Some times you can survey events in our field and get an idea about the way things are likely to change in the future. Office-based plastic surgery is one of those things which I think is destined to become an endangered species.
A story like this in the Arizona Daily Star is one of those things that gets my wheels spinning. Last year a healthy well-known Tuscon, AZ lawyer died during an office based surgery from respiratory arrest. There was no salacious back story about either the Doctor or his clinic, it just happened. The office O.R. was accredited and a nurse anesthetist was present which both meet standards of care.
It only takes a few publicized instances of these case to really cause dramatic changes in the law. This already happened in Florida a few years ago and is likely to spread.

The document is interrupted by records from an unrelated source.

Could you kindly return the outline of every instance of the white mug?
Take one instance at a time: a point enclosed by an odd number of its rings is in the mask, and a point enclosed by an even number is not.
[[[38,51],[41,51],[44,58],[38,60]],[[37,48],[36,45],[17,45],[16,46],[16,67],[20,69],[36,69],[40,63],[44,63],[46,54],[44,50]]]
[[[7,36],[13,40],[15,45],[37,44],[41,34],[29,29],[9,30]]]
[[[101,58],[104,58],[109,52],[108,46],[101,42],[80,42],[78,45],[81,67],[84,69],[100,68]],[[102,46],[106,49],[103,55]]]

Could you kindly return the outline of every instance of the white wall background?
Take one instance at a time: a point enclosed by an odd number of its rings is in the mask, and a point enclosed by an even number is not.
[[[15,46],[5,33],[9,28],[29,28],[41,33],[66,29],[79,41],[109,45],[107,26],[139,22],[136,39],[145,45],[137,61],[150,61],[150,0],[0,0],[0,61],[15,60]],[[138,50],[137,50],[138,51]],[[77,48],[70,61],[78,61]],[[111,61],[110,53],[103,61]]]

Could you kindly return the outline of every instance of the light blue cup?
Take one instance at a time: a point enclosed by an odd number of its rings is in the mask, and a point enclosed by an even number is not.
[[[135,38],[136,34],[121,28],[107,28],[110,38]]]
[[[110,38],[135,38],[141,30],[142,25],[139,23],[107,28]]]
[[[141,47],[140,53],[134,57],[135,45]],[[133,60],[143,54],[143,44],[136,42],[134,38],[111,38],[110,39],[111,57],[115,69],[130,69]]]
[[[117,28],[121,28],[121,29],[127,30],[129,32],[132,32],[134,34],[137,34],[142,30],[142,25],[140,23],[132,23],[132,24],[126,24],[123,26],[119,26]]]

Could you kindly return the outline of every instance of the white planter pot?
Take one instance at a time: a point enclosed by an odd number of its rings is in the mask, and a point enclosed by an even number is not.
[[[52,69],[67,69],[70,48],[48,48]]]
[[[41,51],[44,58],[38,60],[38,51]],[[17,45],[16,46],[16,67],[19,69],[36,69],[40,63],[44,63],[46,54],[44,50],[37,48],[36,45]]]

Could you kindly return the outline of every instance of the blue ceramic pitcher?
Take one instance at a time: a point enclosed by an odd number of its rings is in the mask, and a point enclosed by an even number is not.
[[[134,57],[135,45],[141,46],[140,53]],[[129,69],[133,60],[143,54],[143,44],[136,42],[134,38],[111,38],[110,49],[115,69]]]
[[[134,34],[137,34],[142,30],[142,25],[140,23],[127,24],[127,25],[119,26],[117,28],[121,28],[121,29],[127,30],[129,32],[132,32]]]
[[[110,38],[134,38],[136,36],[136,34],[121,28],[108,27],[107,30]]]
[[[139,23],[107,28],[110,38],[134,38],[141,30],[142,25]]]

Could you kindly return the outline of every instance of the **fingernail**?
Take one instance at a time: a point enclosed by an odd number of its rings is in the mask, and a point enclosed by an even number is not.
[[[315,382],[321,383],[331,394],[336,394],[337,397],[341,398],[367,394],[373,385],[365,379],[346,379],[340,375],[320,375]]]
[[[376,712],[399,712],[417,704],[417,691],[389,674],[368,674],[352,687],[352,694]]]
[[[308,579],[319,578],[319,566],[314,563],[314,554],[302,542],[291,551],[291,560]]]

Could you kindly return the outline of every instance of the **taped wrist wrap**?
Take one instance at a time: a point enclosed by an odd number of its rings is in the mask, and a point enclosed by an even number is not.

Why are so many cases done in the office? It's more convenient for patients and doctors and dramatically cheaper. Using a hospital or surgery center will nearly double the cost of many procedures. A less admirable reason for many providers who do office-based procedures is that they cannot get hospital privileges to do surgery. This is where Dermatologists, OBGYN's, and ENT/Facial Plastic Surgeons do liposuction, breast surgery, & other things they are arguably under trained to perform.
Again surveying the news I have no doubt that IV conscious sedation & general anesthesia will eventually become so heavily regulated that it makes it impractical to be done in the office and the pendulum swings back to doing all these procedures in the hospital again. I do a great deal of minor office surgery under local (biopsies, skin cancers, some skin grafts), but do major procedures in the hospital. It has less to do with feeling uncomfortable about office-surgery, but reflects my hesitancy to make a large capital investment for an accredited office OR when with the stoke of a pen I can no longer use it.